Tuesday, October 27, 2009

Always a Line for the Ladies Room

I went to at a training session in a different building. The training session consisted of five whole days but they spread those days out over 2 weeks. During our daily sessions, we would get 15-minute breaks. And without fail, the guys always commented on how long it took us girls to get in and out of the bathroom. So, I decided to write this post for them. Especially Mr. Know-It-All Guy from Garland.

First of all, it is most important to note that the main time suck in a women’s restroom are all those fancy automatic things that have become the norm in public restrooms. Allow me to explain that along with the other factors that cause those looong lines. And since this is bathroom talk, it may get ugly.

When a woman walks into a public restroom, there are four things that must be in place before we can commit to one stall.

1. There cannot be anything, and I mean anything, on the toilet seat or floating in the bowl. Why? Because we actually have to sit down, naked on the seat. We could potentially sit on something grody or something grody could splash up on us. Eww!

2. There must be toilet paper in the stall.

3. If toilet seats covers are available, there must be some in the container.

4. The door must lock. Can you imagine sitting there naked and someone pushes the door open? Not pretty.


If any of those items are not in place, we immediately back out of the stall and try the next one. Once we are committed to a stall, we have to remove every item of clothing from the waist down. And we have to be careful that our clothing (at knee level) doesn’t touch the toilet. Also, there is a very delicate amount of time between placing the toilet seat cover on the seat and then sitting down. If you place the cover on too soon, it can slide right into the bowl. Once everything is in order, we do our business and then proceed to get dressed.

With the invention of automatic flushing came yet another thing to add to the already crammed timing in the restroom. There are 4 basic problems with flushing.

1. The automatic flusher sometimes does not flush. So you have to stand there and wiggle around in hopes of setting off the sensor. If that does not work, you have to get a piece of toilet paper and hold it while pushing the flusher button.

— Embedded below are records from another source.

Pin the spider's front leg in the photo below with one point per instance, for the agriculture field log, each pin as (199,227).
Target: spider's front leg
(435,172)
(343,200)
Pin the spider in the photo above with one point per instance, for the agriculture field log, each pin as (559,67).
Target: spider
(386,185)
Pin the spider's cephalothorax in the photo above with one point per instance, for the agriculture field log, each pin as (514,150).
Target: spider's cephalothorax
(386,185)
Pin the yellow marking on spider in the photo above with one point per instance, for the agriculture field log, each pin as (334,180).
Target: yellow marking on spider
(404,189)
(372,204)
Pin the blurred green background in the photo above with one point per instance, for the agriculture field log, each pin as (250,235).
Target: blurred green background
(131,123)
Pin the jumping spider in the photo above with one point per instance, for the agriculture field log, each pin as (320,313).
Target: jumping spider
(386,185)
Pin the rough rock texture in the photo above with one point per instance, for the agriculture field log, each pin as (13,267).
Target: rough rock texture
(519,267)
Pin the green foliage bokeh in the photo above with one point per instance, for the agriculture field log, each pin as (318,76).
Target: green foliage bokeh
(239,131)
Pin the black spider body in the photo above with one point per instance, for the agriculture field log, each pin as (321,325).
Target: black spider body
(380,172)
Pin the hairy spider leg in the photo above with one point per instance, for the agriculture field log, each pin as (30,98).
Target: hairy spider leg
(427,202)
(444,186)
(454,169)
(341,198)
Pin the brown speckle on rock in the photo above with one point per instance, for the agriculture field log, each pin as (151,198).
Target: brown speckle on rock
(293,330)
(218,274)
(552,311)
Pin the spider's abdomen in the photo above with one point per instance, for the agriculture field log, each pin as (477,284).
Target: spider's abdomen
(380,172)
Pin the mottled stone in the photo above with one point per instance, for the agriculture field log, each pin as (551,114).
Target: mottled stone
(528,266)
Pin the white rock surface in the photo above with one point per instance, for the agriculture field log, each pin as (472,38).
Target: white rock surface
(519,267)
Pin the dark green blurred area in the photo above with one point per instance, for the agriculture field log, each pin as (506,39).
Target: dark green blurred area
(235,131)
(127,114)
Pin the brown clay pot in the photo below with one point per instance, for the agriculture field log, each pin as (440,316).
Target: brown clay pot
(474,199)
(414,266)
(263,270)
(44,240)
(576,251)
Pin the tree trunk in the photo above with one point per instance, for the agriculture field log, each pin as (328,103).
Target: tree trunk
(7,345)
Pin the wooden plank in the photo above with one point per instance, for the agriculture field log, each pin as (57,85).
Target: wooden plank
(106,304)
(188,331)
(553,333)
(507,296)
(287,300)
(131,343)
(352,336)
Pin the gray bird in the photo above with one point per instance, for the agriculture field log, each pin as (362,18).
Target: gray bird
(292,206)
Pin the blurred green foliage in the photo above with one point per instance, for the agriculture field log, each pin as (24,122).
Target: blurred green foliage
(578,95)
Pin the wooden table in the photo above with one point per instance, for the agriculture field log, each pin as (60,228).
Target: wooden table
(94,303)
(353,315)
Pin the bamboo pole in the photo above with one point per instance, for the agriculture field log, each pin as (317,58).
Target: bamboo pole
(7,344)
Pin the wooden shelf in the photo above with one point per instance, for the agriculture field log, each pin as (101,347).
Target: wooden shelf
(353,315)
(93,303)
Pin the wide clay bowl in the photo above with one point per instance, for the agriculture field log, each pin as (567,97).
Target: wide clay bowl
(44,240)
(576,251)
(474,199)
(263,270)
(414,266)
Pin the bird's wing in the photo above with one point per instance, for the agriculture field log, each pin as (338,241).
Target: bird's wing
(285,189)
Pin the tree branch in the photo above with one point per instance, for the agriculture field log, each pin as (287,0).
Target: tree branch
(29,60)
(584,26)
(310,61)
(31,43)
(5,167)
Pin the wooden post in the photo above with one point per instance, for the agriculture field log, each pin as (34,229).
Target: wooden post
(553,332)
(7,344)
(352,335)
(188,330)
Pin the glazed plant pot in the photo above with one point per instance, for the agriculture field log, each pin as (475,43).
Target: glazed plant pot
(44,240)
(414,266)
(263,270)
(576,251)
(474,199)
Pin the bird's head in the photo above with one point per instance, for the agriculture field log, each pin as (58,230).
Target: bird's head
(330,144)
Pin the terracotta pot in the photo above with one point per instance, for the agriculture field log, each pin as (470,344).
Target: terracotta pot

2. The automatic flusher goes off too early. So you have to jump up as fast as possible in hopes of avoiding the unintentional bidet.

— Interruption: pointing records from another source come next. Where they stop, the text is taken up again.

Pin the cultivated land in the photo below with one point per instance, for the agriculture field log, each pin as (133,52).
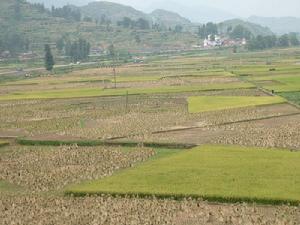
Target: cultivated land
(213,103)
(75,129)
(212,172)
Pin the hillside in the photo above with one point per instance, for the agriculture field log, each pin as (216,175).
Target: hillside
(255,29)
(168,18)
(111,11)
(37,27)
(280,25)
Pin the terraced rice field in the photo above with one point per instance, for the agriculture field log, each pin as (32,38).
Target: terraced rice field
(209,103)
(248,140)
(212,172)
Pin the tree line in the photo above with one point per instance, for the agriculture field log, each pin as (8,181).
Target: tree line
(77,50)
(140,23)
(66,12)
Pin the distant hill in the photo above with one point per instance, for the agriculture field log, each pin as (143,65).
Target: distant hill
(280,25)
(192,10)
(61,3)
(255,29)
(112,11)
(36,26)
(168,18)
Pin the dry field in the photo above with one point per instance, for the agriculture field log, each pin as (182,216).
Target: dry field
(125,211)
(33,178)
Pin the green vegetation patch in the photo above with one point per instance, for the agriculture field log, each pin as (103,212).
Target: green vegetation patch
(213,172)
(6,187)
(281,83)
(94,92)
(292,96)
(213,103)
(3,143)
(89,143)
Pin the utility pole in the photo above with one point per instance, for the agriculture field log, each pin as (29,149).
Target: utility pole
(126,106)
(115,76)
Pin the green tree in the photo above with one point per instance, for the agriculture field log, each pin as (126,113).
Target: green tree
(49,60)
(283,41)
(294,39)
(111,51)
(17,10)
(178,28)
(240,32)
(60,44)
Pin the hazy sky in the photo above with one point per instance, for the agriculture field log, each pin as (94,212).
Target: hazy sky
(242,8)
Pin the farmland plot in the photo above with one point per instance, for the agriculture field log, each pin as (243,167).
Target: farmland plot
(247,174)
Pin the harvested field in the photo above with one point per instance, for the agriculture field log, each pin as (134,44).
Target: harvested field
(111,211)
(51,168)
(281,132)
(247,174)
(207,103)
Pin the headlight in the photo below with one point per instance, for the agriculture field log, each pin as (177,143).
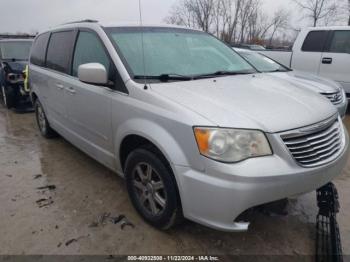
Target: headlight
(231,145)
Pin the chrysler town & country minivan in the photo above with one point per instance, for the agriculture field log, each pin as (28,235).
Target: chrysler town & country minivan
(193,128)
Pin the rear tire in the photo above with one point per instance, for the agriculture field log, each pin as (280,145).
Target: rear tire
(44,126)
(152,189)
(8,97)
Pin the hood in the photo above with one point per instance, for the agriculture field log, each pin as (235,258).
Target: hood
(249,101)
(16,66)
(309,81)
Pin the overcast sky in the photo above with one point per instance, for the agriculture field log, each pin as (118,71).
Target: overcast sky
(37,15)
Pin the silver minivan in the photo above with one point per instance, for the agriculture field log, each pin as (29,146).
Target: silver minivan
(192,127)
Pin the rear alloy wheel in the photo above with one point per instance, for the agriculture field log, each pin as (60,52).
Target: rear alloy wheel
(43,124)
(152,188)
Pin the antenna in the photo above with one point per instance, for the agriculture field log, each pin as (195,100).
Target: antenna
(143,47)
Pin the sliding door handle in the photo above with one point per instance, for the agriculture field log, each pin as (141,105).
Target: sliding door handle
(71,90)
(327,60)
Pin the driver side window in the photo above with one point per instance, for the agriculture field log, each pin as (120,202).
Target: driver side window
(89,49)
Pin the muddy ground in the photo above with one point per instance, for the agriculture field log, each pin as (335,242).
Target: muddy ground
(85,190)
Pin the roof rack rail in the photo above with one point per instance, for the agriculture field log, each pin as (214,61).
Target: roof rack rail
(82,21)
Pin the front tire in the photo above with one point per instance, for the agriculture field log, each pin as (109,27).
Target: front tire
(8,97)
(44,126)
(152,189)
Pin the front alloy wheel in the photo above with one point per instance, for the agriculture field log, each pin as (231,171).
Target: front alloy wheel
(149,188)
(152,188)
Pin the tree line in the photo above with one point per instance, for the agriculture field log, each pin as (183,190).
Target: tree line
(246,21)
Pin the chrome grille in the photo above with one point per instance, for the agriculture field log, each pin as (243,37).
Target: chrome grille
(316,145)
(335,98)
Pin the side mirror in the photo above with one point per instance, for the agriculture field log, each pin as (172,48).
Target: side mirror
(93,73)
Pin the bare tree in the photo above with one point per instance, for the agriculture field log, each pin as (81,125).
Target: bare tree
(317,10)
(193,13)
(231,20)
(279,21)
(349,12)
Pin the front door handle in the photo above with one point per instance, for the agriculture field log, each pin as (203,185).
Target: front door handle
(60,86)
(71,90)
(327,60)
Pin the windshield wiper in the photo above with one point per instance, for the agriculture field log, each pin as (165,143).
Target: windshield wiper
(278,70)
(165,77)
(224,73)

3. There is no automatic flusher – it is the old school knob. You have to get a piece of toilet paper and hold it while flushing or you can flush with your shoe. Just kick up that foot!

4. The flusher is broken. That is a whole other nightmare that has to be dealt with because the ladies waiting in line will know that you are the one who left a potty present.

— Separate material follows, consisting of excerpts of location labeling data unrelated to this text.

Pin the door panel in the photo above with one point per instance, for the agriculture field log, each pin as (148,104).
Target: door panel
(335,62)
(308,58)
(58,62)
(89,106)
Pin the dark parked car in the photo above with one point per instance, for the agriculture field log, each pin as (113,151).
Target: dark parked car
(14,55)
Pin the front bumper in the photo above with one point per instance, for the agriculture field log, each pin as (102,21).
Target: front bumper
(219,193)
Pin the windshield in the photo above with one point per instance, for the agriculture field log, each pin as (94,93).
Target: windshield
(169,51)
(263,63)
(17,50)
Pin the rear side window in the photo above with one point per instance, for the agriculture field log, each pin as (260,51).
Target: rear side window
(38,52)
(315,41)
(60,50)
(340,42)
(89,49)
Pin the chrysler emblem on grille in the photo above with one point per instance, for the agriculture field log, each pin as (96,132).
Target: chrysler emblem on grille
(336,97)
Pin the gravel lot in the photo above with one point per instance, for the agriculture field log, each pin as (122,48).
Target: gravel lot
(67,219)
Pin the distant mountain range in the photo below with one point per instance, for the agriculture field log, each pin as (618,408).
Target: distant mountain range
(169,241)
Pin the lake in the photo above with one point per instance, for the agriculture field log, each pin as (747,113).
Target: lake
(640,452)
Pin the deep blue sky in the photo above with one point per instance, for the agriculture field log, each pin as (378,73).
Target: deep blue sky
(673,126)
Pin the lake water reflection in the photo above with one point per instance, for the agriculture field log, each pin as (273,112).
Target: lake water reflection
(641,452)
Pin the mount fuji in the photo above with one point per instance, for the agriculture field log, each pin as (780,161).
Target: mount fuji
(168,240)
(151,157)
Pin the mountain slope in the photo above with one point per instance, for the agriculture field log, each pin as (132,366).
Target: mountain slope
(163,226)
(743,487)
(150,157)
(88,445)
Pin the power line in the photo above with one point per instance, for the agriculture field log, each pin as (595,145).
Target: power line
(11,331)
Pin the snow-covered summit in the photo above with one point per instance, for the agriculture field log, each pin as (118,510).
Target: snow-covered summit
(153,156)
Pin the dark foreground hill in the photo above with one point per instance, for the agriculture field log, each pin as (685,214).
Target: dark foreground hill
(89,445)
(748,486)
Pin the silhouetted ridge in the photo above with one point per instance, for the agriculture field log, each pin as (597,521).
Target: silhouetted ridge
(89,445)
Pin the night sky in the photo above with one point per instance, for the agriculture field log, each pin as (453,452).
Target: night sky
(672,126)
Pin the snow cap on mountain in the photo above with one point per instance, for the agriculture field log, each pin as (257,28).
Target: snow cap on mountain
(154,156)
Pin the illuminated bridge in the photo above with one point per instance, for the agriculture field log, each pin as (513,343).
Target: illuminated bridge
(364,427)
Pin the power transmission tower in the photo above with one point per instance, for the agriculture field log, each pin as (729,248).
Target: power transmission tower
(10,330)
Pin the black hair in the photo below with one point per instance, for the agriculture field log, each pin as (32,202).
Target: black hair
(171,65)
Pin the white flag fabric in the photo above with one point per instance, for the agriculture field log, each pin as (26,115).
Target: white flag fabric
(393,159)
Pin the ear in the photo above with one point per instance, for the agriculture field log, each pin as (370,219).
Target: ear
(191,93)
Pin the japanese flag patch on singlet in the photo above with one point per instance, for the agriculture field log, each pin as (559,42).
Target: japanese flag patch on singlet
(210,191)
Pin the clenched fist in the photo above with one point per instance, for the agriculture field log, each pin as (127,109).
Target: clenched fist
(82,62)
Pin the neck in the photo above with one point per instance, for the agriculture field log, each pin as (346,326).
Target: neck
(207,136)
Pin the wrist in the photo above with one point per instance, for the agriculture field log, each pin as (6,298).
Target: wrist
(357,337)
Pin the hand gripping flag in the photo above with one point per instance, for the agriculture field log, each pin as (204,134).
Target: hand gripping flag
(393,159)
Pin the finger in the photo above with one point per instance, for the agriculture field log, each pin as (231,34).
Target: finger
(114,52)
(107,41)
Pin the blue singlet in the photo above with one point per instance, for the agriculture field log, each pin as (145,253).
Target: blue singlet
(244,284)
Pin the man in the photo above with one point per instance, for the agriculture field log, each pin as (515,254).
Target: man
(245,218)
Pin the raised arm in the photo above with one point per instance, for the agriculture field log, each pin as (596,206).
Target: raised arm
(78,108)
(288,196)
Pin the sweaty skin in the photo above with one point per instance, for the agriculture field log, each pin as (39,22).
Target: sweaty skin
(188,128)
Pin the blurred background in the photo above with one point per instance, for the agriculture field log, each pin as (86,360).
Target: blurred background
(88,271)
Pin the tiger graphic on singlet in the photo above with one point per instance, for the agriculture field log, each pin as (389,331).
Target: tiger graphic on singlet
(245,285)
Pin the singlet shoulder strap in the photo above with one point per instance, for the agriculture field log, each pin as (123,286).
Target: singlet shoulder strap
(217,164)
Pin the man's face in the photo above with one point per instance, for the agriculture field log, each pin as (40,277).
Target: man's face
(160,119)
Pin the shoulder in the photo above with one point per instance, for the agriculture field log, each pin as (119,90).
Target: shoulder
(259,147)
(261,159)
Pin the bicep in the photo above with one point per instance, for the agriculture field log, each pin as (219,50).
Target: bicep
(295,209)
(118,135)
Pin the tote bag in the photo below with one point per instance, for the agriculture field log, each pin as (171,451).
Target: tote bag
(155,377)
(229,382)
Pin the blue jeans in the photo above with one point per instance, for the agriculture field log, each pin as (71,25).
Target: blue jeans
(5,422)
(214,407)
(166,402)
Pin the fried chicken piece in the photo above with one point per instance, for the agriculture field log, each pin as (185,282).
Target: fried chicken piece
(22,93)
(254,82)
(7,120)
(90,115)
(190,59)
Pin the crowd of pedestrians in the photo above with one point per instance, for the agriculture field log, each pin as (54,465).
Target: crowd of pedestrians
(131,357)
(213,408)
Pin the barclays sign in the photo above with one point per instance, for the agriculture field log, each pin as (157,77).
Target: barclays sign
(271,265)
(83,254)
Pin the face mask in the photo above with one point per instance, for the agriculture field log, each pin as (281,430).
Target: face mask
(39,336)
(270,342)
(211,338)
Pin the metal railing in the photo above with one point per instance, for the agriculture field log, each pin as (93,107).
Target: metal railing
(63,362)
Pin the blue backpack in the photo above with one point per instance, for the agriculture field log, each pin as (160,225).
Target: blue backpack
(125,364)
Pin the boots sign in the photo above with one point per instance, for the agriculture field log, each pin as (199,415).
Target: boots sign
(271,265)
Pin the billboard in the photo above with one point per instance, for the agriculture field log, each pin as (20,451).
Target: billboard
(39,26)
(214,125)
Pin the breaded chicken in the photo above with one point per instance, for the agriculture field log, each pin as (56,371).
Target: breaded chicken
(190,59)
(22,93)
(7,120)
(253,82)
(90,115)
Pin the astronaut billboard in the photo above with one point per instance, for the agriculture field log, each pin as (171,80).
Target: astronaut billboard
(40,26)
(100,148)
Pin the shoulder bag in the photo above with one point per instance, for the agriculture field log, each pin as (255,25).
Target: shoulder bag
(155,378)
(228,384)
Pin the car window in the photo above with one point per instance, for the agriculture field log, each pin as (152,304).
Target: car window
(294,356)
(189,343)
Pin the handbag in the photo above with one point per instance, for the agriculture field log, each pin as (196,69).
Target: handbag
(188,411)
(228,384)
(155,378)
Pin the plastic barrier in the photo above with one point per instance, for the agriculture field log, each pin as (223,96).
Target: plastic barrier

Once things have been flushed and we are dressed, we exit the stall and proceed to the sink. We have to wash our hands with soap and dry them off. There are four things that can go wrong here.

1. The automatic soap and water dispensers are not only picky, but also greedy. You have to hold your hand in just the right spot so the sensor will give you one tiny squirt of soap. So you have to keep at it until you get enough soap. The automatic water dispensers are designed to conserve water. But you simply cannot get the soap off your hands with the small amount of water they provide. So you could be there a while trying to get the sensor to give you just enough water to rinse off.

2. The automatic paper towel dispensers do not recognize you and will not give you a paper towel. Sometimes you have to stand there and wiggle your wet hand around the sensor until some paper scoots out of the machine.

3. The automatic dryers are a good thing. Good for the environment and good for the clean up crew. However, they are disgusting because water pools on the floor just below them. They take a really long time and they still don’t do a good job of drying your hands. Other ladies are in line waiting for the dryers so we abort mission and exit the bathroom. And can’t help but squirm when touching the already wet door knob.

4. The automatic dryers are broken and/or there are no paper towels. This is particularly annoying if you notice it after having washed your hands. You gotta do the “dog shake off” and hope for the best.


So you see, a lot of the delay in women’s restrooms is caused by timing – it has to be just right. The automatic things that were installed in hopes of moving the process along have only made it worse. Plus, the whole issue of getting fully undressed then redressed is a problem… especially if you’re wearing tights or leggings.

Oh and we didn’t even get into hair/makeup checks and the fragile subject of “that time of the month.” I will spare you. But just know that these issues are just a part of what we deal with in a public restroom and that’s just the way it is. Now pass me some toilet paper from under the stall wall; I’m out.